Gold plated fob watch engraved on the front in ornate lettering with the initials 'FRB'. The watch has a clasp at the top shaped like a small orb which is also used to wind the watch. There is a suspender attached to the clasp to allow it to be worn on a fob chain. A push button on the clasp opens the front, revealing the watch face which is white enamel with black hands. The numbers are black roman numerals with minute denotations around the circumference of the face and black diamonds marking the quarter hour points. There is an inset miniature watch face which counts the seconds. Engraved on the inside of the front panel is a maker's mark of '1896023' and there is a manufacturer's sticker inside the back of the watch case which reads ' ROSS GUARANTEE -503 HUNTER ST. NEWCASTLE-'. There is also a hand engraved marking which reads BB 10/24 12/255 P9 6/26 (illegible mark). Inside the second rear opening door which protects the inner workings, is engraved ' THIS CASE GUARANTEED TEN CARAT GOLD FILLED AND TO WEAR TEN YEARS 1896023'. This number is also engraved on the outer rim of the watch surrounding the workings.

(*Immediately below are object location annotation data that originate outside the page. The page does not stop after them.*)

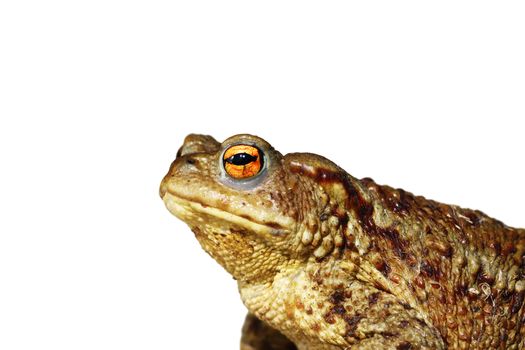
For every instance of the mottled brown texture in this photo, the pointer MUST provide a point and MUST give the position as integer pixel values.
(327, 261)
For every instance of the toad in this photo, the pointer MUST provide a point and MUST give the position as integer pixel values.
(327, 261)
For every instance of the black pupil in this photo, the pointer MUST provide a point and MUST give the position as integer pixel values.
(241, 159)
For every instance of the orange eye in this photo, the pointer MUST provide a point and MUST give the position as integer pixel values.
(242, 161)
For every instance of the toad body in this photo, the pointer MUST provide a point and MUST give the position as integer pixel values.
(326, 261)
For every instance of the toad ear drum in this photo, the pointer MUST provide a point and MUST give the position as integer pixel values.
(242, 161)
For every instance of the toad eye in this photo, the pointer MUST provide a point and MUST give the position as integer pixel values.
(242, 161)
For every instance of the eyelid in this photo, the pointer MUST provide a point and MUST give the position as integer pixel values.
(243, 171)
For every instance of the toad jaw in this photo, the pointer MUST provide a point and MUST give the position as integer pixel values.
(195, 213)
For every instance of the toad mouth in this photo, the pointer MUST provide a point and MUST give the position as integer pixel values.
(185, 208)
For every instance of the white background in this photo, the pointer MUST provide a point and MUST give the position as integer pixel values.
(97, 96)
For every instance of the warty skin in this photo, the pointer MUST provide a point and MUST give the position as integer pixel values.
(326, 261)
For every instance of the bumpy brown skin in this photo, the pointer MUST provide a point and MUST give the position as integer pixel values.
(326, 261)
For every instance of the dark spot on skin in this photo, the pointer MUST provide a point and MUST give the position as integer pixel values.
(329, 317)
(337, 297)
(406, 306)
(496, 246)
(339, 309)
(384, 268)
(351, 324)
(372, 298)
(421, 322)
(404, 346)
(388, 334)
(462, 290)
(473, 218)
(427, 270)
(484, 278)
(517, 302)
(508, 249)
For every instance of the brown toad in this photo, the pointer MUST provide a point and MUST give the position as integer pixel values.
(327, 261)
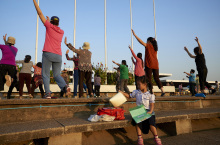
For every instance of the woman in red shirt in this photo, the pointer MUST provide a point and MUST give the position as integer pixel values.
(151, 62)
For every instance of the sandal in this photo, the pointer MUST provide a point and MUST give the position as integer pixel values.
(140, 141)
(158, 141)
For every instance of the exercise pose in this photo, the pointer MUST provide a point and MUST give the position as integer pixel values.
(201, 66)
(52, 54)
(151, 62)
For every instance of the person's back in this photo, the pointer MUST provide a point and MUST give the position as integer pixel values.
(8, 54)
(26, 67)
(192, 78)
(97, 81)
(123, 72)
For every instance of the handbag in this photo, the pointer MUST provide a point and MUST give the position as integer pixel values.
(118, 113)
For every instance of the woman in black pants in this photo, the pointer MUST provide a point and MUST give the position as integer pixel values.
(201, 66)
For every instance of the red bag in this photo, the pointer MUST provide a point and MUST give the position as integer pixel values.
(117, 112)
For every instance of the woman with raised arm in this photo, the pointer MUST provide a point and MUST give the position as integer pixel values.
(201, 66)
(7, 62)
(139, 65)
(52, 54)
(84, 66)
(151, 62)
(123, 75)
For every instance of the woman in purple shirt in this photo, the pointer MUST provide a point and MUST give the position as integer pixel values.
(7, 62)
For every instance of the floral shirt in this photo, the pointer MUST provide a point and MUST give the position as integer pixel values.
(143, 98)
(84, 63)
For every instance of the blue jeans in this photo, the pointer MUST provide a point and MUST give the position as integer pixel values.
(76, 81)
(54, 60)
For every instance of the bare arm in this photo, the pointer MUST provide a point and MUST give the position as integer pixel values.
(39, 12)
(134, 55)
(151, 108)
(116, 63)
(71, 47)
(125, 94)
(67, 56)
(4, 38)
(187, 73)
(200, 47)
(132, 60)
(138, 39)
(190, 55)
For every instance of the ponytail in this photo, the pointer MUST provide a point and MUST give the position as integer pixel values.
(139, 55)
(27, 59)
(153, 42)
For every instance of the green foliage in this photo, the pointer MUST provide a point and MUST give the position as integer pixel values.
(111, 77)
(99, 68)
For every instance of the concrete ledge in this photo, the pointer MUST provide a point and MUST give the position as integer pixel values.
(15, 132)
(98, 100)
(29, 130)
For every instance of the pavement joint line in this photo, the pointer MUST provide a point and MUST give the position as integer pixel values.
(90, 104)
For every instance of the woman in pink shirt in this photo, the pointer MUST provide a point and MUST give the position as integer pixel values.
(139, 65)
(7, 62)
(37, 80)
(52, 54)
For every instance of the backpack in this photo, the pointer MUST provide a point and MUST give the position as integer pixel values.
(117, 112)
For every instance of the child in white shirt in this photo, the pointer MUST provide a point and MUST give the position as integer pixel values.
(147, 99)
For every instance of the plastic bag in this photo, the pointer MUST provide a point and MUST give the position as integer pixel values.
(94, 118)
(106, 117)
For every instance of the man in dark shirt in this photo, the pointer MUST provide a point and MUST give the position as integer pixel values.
(201, 66)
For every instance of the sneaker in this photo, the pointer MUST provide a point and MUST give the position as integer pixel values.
(8, 80)
(47, 96)
(158, 141)
(162, 94)
(140, 141)
(213, 91)
(76, 97)
(31, 97)
(200, 95)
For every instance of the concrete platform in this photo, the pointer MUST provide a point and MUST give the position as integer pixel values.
(15, 132)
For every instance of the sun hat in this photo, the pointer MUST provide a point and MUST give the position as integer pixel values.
(54, 18)
(11, 40)
(86, 45)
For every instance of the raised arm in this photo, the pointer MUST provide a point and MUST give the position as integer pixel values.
(190, 55)
(71, 47)
(187, 73)
(132, 59)
(138, 39)
(200, 47)
(67, 56)
(4, 38)
(125, 94)
(39, 12)
(132, 52)
(151, 108)
(19, 61)
(116, 63)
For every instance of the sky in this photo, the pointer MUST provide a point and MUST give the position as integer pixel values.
(178, 22)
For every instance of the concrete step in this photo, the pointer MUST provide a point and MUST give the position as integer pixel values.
(40, 109)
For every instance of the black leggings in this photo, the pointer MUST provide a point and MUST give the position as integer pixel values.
(4, 69)
(202, 79)
(148, 72)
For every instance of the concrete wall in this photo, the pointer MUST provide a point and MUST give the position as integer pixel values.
(103, 88)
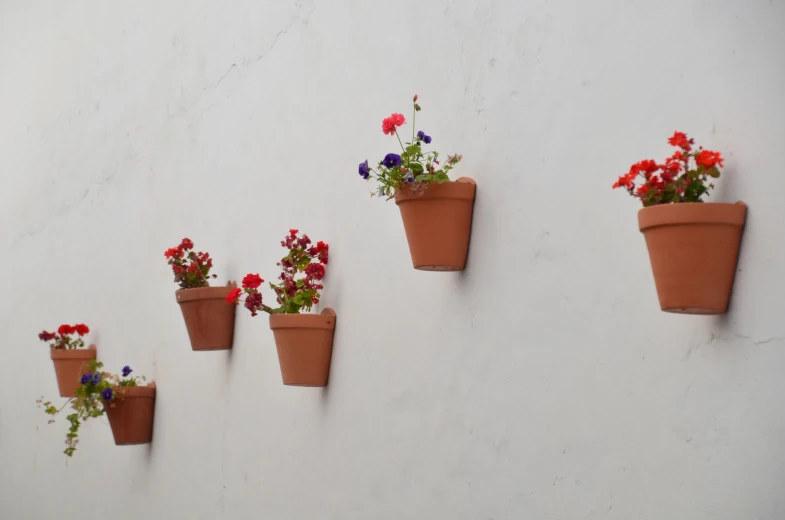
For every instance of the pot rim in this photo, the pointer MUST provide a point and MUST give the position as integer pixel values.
(325, 320)
(73, 353)
(674, 214)
(148, 390)
(204, 293)
(463, 188)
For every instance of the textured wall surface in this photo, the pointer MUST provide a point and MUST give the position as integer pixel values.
(542, 382)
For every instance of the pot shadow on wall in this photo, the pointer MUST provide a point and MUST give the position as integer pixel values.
(725, 191)
(331, 297)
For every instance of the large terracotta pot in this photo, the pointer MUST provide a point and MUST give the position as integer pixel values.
(305, 346)
(131, 414)
(438, 224)
(693, 249)
(70, 364)
(208, 318)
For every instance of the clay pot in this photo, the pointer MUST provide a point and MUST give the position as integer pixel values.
(305, 346)
(131, 414)
(693, 249)
(208, 318)
(438, 224)
(70, 364)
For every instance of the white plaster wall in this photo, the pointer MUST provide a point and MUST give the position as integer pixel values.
(543, 382)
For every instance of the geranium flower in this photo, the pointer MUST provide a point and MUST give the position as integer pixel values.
(391, 124)
(252, 281)
(364, 170)
(234, 295)
(391, 160)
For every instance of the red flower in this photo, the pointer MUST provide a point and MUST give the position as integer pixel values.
(390, 124)
(708, 159)
(47, 336)
(81, 329)
(315, 270)
(681, 140)
(65, 330)
(234, 295)
(252, 281)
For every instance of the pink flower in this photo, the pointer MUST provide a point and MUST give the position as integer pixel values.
(391, 124)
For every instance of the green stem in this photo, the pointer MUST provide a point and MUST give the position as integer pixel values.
(399, 141)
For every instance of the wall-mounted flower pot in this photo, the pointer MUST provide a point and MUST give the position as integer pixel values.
(70, 364)
(209, 320)
(438, 224)
(131, 414)
(305, 346)
(693, 249)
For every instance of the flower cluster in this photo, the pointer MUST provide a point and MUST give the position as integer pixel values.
(677, 179)
(293, 293)
(191, 269)
(97, 390)
(62, 338)
(413, 166)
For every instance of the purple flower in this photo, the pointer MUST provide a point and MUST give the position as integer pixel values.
(364, 170)
(391, 160)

The workings themselves are engraved with two separate markings, the first being 'SWISS MADE 7 JEWELS' and the second 'F (broad arrow) S'. Below this is an engraved representation of the second denotations and some intricate curlicues.

History / Summary

This fob watch belonged to Private Frederick Rodford Blandford of Hamilton, New South Wales. Blandford, a militia member with 25 Australian Army Medical Corps, enlisted in the AIF on 25 June 1916 and embarked from Sydney aboard HMAT Ascanius on 26 October that year. He was part of 7 Reinforcements, 53 Battalion. He arrived in France on 25 April 1917 and trained in a number of places, including a few days at the 'Bull Ring' at Etaples. Blandford first action was on 9 May 1917 at Bapaume. Blandford went to and from the front line throughout May 1917 and in June he took leave in Amiens. Some months after, possibly in August, he joined a Lewis Gun team. Soon after 53 Battalion moved up to the support position of Nonne Bosschen and felt the full force of the German bombardment on the evening of 25 September. The next day, 26 September 1917, Blandford was killed in action at Polygon Wood, Belgium, aged 22 years.